Also: Read-replicas don’t protect against human error or malicious events (DROP TABLE), as they propagate instantly. (Although having a delayed replication would work)…
We could set up all this ourselves using something like WAL-G, (here’s a nice tutorial), but that binds many resources - especially to get it right and have recovery tested properly, too.
Still, one should maybe backup to an external provider like AWS S3 for increased resilience.
I think a solid production ready DB setup is a pretty important feature for Fly, because when picking a cloud provider everything lives or dies with the database. The location of the database determines everything else, because even small latencies add up tremendously, when doing READ-WRITE-READ patterns etc.
What’s the current recommendation for disaster recovery? Is there something on the way? What’s your experience with that?
Doh, I had a draft reply all written up for you and never posted it. Here it is!
Delayed read replicas are your best bet, and what we suggest. We don’t do this automatically, but you can configure one cluster to be a delayed read replica of a second cluster. This would make a good doc! Stolon includes some settings for creating clusters that are delayed replicas of other clusters, you can probably run two Fly.io Postgres apps in this config: stolon/standbycluster.md at master · sorintlab/stolon · GitHub
Our long term goal is to “give” Postgres to a company like Supabase that is focused on a really nice dev UX for postgres itself. The launch story would be the same, but their tooling would handle things like point in time restores, forks, etc. You can use them right now with Fly apps, if you want.

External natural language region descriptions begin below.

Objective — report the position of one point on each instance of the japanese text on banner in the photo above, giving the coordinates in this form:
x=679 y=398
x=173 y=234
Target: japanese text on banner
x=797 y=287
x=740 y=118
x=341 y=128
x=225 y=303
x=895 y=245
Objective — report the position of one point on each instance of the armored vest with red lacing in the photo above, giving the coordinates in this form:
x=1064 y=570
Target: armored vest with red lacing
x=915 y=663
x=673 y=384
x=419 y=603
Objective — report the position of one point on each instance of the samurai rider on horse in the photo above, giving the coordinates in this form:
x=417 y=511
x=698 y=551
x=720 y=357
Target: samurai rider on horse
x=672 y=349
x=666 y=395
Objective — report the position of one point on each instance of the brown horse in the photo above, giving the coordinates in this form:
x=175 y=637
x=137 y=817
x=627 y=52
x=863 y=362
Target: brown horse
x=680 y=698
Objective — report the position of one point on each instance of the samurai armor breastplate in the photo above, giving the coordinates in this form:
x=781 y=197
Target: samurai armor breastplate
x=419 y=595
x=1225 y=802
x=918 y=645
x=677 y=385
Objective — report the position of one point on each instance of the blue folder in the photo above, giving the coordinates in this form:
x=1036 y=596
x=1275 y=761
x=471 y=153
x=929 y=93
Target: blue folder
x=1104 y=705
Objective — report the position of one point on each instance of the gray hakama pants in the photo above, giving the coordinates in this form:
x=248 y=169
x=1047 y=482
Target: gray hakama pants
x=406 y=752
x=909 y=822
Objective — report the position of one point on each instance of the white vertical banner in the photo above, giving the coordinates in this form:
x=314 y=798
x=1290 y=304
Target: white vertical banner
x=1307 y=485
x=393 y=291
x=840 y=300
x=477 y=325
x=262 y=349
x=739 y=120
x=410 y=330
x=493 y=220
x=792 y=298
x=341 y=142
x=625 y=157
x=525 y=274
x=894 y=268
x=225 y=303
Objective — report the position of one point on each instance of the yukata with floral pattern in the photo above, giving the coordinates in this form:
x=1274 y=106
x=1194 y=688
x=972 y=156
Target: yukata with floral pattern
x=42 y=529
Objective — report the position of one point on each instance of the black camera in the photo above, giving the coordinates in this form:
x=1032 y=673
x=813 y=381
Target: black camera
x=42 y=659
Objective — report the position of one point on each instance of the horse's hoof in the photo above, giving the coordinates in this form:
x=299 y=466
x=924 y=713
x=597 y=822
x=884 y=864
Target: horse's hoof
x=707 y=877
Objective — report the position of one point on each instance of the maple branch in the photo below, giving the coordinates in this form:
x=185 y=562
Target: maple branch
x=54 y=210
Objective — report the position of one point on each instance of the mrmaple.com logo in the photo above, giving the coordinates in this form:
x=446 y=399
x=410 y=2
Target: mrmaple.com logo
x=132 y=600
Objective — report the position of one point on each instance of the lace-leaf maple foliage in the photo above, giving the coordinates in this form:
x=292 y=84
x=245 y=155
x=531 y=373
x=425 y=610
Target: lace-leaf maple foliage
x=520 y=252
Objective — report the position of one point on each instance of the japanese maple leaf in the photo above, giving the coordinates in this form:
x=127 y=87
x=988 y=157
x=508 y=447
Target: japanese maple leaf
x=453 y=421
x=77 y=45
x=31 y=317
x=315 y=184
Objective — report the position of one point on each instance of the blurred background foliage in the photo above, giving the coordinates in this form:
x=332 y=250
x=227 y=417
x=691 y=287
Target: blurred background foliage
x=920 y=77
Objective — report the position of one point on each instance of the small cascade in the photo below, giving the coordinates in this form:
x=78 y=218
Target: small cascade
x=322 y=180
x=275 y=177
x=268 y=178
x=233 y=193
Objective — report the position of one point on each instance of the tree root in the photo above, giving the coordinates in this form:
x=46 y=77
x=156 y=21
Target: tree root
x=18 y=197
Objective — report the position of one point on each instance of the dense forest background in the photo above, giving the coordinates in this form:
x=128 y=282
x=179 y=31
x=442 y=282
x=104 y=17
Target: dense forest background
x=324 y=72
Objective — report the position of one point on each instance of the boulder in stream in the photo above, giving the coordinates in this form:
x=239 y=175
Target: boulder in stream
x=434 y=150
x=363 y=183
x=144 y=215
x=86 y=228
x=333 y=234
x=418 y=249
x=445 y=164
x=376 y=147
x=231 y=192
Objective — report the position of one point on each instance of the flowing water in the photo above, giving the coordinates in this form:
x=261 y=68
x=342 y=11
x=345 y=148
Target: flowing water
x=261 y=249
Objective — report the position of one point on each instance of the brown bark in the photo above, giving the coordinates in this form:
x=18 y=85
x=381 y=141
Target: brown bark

The plumbing we build is meant to be general purpose. We’ve made it easy to create Postgres, but probably won’t ship Postgres specific infrastructure. We will be exposing volume snapshot settings soon, though. And potentially incremental volume snapshots.
thank you for your comprehensive answer, that helps us move forward and set up a solid strategy.
I have to mitigate my statement about latency, though, as latency in some regions between AWS and Fly (e.g., fra) seems perfectly sufficient for distributing hosting between providers, in case that’s what someone wants to do.
Could you elaborate on that? Are you suggesting to look at Supabase for the Postgres hosting? What would be the consequence regarding the egress traffic cost? Would love to know more on your long-term strategy about Postgres, if you have any big plans
For us, it’s not an acceptable solution, though, as we have a shorter RPO, i.e., we cannot tolerate potential data loss of worst case 6 hours. Depends on the use case, of course.
We decided to go with AWS RDS in the end as they have PITR with an RPO of 5 minutes, everything fully managed for a reasonable price. Latency is not as low as within the Fly network, but sufficient for us.